The International Organization for Migration (IOM) says it is extremely worried about new patterns of labor exploitation and human trafficking emerging in Iraq. It says some of the workers are taken against their knowledge to Iraq and others are falsely lured there by promises of good-paying jobs. Lisa Schlein reports for VOA from IOM headquarters in Geneva.

The International Organization for Migration has just repatriated five Sri Lankan migrants it says had been working under conditions of servitude in Irbil in northern Iraq. The IOM says this brings to 30 the number of Sri Lankans the agency has helped since February.

IOM spokesman Jean-Philippe Chauzy says all of the Sri Lankans had been tricked into going to Iraq and, once there, forced to work under extremely difficult conditions.

"They are very much exploited - working 16 hours a day, seven days a week, doing menial jobs, domestic servitude and with no possibility of getting out of that situation for several reasons," he noted. "The first one is they are in some cases kept under lock and key.
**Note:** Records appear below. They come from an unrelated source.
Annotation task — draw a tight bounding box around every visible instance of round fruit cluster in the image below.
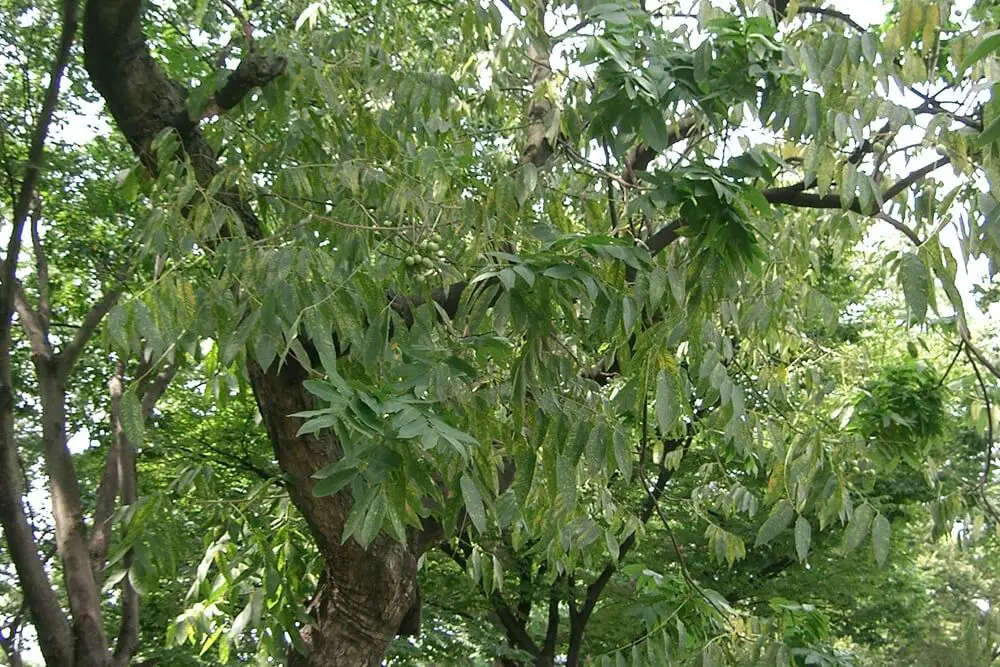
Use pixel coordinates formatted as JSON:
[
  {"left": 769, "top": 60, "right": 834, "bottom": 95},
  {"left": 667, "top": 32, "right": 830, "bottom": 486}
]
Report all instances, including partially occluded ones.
[{"left": 403, "top": 232, "right": 445, "bottom": 281}]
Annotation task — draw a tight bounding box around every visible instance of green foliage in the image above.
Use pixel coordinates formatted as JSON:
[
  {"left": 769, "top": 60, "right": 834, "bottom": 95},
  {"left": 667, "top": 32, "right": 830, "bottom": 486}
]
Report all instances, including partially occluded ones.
[
  {"left": 0, "top": 0, "right": 1000, "bottom": 665},
  {"left": 854, "top": 361, "right": 947, "bottom": 468}
]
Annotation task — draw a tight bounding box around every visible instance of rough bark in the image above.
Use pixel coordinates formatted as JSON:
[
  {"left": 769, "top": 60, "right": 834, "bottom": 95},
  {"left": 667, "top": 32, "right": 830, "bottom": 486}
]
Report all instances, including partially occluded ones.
[
  {"left": 249, "top": 364, "right": 417, "bottom": 666},
  {"left": 35, "top": 366, "right": 110, "bottom": 667},
  {"left": 84, "top": 0, "right": 419, "bottom": 666}
]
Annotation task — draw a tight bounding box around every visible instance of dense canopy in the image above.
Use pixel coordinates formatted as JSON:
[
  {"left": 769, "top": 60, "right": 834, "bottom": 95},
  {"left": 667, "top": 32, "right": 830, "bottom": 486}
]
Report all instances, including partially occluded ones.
[{"left": 0, "top": 0, "right": 1000, "bottom": 667}]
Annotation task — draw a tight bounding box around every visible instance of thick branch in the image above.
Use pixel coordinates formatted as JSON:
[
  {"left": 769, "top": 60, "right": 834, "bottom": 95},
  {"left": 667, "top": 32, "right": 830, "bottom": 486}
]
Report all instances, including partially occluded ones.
[
  {"left": 58, "top": 288, "right": 122, "bottom": 382},
  {"left": 0, "top": 0, "right": 85, "bottom": 665},
  {"left": 215, "top": 51, "right": 288, "bottom": 111},
  {"left": 566, "top": 448, "right": 680, "bottom": 667},
  {"left": 30, "top": 202, "right": 51, "bottom": 338}
]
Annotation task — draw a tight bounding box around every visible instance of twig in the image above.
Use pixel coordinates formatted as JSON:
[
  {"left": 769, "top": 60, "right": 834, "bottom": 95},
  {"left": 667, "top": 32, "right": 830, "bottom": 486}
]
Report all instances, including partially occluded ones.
[{"left": 965, "top": 347, "right": 993, "bottom": 484}]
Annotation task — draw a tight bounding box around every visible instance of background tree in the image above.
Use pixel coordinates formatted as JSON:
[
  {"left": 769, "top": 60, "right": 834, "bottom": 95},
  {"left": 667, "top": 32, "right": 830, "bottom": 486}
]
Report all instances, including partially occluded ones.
[{"left": 0, "top": 0, "right": 1000, "bottom": 665}]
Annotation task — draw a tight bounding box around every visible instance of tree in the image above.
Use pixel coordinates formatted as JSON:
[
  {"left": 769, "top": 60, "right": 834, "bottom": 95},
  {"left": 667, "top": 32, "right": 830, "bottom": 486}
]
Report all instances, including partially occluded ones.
[{"left": 0, "top": 0, "right": 1000, "bottom": 665}]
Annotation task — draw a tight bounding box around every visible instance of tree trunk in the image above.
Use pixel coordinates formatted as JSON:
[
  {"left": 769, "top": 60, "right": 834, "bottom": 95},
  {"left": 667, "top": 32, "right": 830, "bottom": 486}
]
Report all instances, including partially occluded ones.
[
  {"left": 84, "top": 0, "right": 419, "bottom": 667},
  {"left": 249, "top": 359, "right": 417, "bottom": 667}
]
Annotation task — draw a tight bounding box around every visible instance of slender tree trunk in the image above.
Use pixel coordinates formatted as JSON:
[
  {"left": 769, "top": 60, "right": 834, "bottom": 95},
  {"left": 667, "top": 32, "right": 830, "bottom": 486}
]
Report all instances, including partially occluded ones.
[
  {"left": 35, "top": 368, "right": 110, "bottom": 667},
  {"left": 249, "top": 360, "right": 417, "bottom": 667}
]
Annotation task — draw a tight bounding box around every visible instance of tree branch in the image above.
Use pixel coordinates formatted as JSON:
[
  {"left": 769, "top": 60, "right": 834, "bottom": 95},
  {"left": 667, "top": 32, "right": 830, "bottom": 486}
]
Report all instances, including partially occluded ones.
[
  {"left": 57, "top": 288, "right": 122, "bottom": 382},
  {"left": 0, "top": 0, "right": 83, "bottom": 665},
  {"left": 566, "top": 440, "right": 694, "bottom": 667},
  {"left": 108, "top": 361, "right": 139, "bottom": 667},
  {"left": 30, "top": 201, "right": 51, "bottom": 332}
]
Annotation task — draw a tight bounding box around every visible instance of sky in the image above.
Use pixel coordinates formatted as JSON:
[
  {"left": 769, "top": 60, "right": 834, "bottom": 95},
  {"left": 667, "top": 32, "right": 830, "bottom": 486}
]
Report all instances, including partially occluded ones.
[{"left": 0, "top": 0, "right": 997, "bottom": 664}]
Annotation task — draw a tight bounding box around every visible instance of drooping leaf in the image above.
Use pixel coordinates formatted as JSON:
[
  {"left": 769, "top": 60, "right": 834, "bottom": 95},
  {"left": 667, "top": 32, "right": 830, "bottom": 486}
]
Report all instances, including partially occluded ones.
[
  {"left": 459, "top": 475, "right": 486, "bottom": 533},
  {"left": 754, "top": 498, "right": 795, "bottom": 547}
]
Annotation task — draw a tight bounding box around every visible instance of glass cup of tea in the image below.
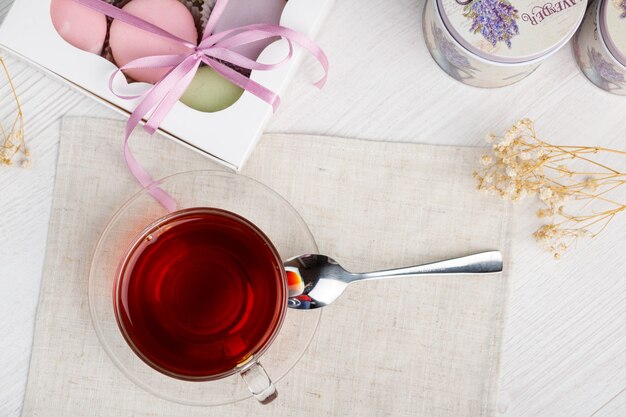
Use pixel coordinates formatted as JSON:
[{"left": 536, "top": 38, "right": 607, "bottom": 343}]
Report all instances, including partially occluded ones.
[{"left": 89, "top": 171, "right": 320, "bottom": 405}]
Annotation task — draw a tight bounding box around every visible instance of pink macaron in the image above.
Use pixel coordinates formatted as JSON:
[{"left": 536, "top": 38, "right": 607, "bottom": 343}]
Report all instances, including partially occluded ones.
[
  {"left": 50, "top": 0, "right": 107, "bottom": 55},
  {"left": 109, "top": 0, "right": 198, "bottom": 84}
]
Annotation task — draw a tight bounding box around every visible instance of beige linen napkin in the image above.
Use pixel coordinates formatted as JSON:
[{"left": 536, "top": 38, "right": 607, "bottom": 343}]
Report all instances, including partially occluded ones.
[{"left": 23, "top": 118, "right": 508, "bottom": 417}]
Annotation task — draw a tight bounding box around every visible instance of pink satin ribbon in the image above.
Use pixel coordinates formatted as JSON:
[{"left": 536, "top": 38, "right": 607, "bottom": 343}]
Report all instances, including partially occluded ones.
[{"left": 74, "top": 0, "right": 328, "bottom": 211}]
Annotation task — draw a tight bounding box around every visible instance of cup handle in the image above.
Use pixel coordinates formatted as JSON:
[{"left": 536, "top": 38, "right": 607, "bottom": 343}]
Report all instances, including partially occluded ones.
[{"left": 240, "top": 362, "right": 278, "bottom": 404}]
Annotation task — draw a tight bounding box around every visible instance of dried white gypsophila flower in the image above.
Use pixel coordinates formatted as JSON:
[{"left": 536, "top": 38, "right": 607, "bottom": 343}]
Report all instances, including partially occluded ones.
[{"left": 473, "top": 119, "right": 626, "bottom": 259}]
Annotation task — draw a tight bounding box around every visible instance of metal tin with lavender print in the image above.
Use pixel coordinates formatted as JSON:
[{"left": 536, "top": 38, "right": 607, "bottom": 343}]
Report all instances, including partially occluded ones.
[
  {"left": 422, "top": 0, "right": 587, "bottom": 88},
  {"left": 573, "top": 0, "right": 626, "bottom": 95}
]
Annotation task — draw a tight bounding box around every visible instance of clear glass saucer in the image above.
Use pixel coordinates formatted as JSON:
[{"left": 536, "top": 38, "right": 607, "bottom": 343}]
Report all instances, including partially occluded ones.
[{"left": 89, "top": 171, "right": 322, "bottom": 406}]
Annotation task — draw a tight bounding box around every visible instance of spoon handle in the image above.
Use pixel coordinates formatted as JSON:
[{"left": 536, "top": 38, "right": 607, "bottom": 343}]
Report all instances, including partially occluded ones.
[{"left": 352, "top": 251, "right": 502, "bottom": 281}]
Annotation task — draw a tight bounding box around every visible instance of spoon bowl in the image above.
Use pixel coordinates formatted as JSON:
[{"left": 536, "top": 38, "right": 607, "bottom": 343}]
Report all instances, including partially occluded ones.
[{"left": 284, "top": 251, "right": 502, "bottom": 310}]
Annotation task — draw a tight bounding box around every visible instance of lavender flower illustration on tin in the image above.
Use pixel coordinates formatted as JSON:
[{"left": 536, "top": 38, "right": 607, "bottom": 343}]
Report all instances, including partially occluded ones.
[
  {"left": 463, "top": 0, "right": 520, "bottom": 48},
  {"left": 587, "top": 48, "right": 625, "bottom": 90}
]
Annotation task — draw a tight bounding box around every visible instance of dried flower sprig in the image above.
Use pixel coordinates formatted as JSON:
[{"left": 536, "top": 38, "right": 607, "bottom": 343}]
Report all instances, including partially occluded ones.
[
  {"left": 0, "top": 57, "right": 31, "bottom": 168},
  {"left": 474, "top": 119, "right": 626, "bottom": 259}
]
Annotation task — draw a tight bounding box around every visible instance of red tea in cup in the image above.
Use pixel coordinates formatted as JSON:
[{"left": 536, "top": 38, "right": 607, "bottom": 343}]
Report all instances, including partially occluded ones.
[{"left": 114, "top": 208, "right": 287, "bottom": 380}]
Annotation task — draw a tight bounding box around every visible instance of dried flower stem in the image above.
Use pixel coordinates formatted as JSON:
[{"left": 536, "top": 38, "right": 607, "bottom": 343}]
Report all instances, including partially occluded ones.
[
  {"left": 474, "top": 119, "right": 626, "bottom": 258},
  {"left": 0, "top": 57, "right": 31, "bottom": 168}
]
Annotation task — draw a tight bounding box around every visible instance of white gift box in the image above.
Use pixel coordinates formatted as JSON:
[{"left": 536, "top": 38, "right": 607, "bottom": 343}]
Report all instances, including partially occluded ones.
[{"left": 0, "top": 0, "right": 333, "bottom": 170}]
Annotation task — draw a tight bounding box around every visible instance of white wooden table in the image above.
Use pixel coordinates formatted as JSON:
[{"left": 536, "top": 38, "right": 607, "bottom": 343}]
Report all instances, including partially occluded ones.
[{"left": 0, "top": 0, "right": 626, "bottom": 417}]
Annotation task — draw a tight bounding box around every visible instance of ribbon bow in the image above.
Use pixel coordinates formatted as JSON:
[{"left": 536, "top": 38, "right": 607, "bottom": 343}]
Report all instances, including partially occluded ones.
[{"left": 74, "top": 0, "right": 328, "bottom": 211}]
The second reason is that their passports have been confiscated and the third reason is that most of these migrants are completely disoriented."

Chauzy says the 30 men IOM helped to return home were among the few lucky ones who were able to escape from their confinement.

The IOM official says almost all the Sri Lankans had sought employment in the Gulf region, though not in Iraq. But en route they fell victim to rogue recruiters who, without their knowledge, arranged instead for them to be sent to Iraq.

Chauzy says other people, many of them Filipino, Somali and Ethiopian nationals, are lured to Iraq by false promises of secure, high-paying construction jobs.

"In some cases, the migrants are actually promised very lucrative contracts in Iraq and some of the migrants being desperate enough will take the risk and will travel to Iraq to work under contract," he added. "What happens is that obviously the salaries that were promised by the contractor are usually never met."

Chauzy says IOM is working with Iraqi and consular authorities on ways to help these people. But he says the absence of adequate laws governing the status of foreign workers in Iraq makes it very difficult to provide help to these people.